– Ну, тогда не только для писателей – для подавляющего большинства людей – всё рухнуло…
– Да я и не жалуюсь! Опять же нахально могу заявить: книжки мои раскупаются. Люблю рыться в букинистических развалах – и ни разу не нашёл там моих книг. Какими бы они ни были, но, значит, людям они по сердцу пришлись – их не выбрасывают и за копейки не продают. Значит, есть какой-то мой читатель, которого я почти не знаю, потому что люди теперь не пишут письма писателям в отличие от прежних времён. И я честно, не боясь поссориться с коллегами, могу заявить: не знаю, что сложнее – пробиться писателю (который не борец и не одержим политическими идеями) сквозь те идеологические барьеры или сквозь нынешние барьеры, коммерческие. То есть пробиться вроде бы и нетрудно, но тебя положат в ящик в магазине, не выложат на прилавок. В общем, та связь с читателем, что была, и ощущение, что ты кому-то интересен и нужен, совершенно пропали. На это глупо обижаться, и я говорю об этом не от обиды. Раньше была одна обойма писателей, теперь – другая, их и раскручивают.
– А какие у вас отношения с литературными премиями?

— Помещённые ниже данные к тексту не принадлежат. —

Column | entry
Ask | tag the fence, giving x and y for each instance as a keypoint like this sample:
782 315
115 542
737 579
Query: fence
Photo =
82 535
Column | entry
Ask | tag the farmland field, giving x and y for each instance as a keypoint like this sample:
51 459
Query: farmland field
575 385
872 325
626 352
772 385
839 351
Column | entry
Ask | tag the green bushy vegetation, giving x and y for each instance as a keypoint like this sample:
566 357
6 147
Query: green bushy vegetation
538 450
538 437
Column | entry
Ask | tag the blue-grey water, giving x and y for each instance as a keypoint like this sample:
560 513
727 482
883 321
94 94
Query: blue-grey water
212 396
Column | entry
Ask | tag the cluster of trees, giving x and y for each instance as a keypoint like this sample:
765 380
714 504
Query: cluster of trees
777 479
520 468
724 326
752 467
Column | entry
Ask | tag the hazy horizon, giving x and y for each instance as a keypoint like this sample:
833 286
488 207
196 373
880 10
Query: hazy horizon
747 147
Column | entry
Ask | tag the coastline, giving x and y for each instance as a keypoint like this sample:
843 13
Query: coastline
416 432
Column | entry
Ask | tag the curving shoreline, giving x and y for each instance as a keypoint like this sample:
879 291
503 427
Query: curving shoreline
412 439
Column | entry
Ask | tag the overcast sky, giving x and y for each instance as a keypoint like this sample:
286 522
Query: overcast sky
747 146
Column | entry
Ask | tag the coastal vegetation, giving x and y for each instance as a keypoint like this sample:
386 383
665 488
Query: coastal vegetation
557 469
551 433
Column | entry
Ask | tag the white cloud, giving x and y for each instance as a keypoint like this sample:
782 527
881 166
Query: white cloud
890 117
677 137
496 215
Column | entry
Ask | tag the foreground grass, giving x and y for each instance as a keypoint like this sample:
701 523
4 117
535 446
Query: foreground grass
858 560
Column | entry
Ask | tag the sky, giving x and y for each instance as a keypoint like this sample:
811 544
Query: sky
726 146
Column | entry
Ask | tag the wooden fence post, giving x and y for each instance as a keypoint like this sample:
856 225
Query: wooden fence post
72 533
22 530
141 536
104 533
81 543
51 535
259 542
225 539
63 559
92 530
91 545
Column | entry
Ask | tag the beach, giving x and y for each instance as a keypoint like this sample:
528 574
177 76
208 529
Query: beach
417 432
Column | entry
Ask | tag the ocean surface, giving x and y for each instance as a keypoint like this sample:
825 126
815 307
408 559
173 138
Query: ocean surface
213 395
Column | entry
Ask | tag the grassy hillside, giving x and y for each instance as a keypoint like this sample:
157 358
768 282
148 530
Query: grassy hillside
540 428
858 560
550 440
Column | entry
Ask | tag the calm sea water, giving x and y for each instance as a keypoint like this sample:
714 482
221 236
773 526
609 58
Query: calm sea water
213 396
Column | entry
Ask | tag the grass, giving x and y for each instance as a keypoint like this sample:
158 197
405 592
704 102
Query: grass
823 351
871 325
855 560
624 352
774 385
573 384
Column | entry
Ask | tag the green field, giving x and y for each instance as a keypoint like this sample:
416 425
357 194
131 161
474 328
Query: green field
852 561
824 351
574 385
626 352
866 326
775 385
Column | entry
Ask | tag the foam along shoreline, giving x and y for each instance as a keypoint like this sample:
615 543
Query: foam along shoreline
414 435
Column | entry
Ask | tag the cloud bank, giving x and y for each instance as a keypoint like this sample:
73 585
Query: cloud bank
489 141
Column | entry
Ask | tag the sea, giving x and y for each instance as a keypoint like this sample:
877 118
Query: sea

– Опять чтобы не прозвучало как жалоба… Я был выдвинут на многие премии. Но в 2007 году не попал в длинный список «Большой книги» с романом «В ожидании звонка». Я не претендую ни на первую премию, ни на вторую из «Большой»… Но чтобы в длинный список из 40 книг не попасть! Вывод у меня один: эти молодые и очень симпатичные критики, которые первый отбор проводят, они просто смотрят первые две страницы – и в сторону. Я со многими из них теперь познакомился – милые люди. Но у них своё поколение. В «Букере» я попадал в короткий список. Но это так, к тому же разговору о литературной судьбе…
– Ваша последняя книга, отрецензированная в «ЛГ», «Московская богема», не художественное произведение, скорее историко-краеведческое. Почему сменили жанр?
– Что касается «Московской богемы», – тот самый редкий случай, когда это была абсолютно заказная книга. Позвонили из издательства, у которого есть краеведческая серия, где авторы пишут об истории домов, улиц. И я подумал, что ничего такого в моей биографии не было, чтобы писать мемуары. А вот если вспомнить о домах, в которых я бывал, о различных богемных компаниях, писательских, артистических, художнических… Это был бы хороший ход! Пишешь не о себе, а о времени, о домах, всяких клубах в том, советском, смысле, о редакциях, где столько всякого происходило… Тем более что среди моих ровесников оказалось очень много знаменитых людей, некогда входивших в те компании. У книги есть успех. Уже киношники её купили с предложением сделать документальный сериал.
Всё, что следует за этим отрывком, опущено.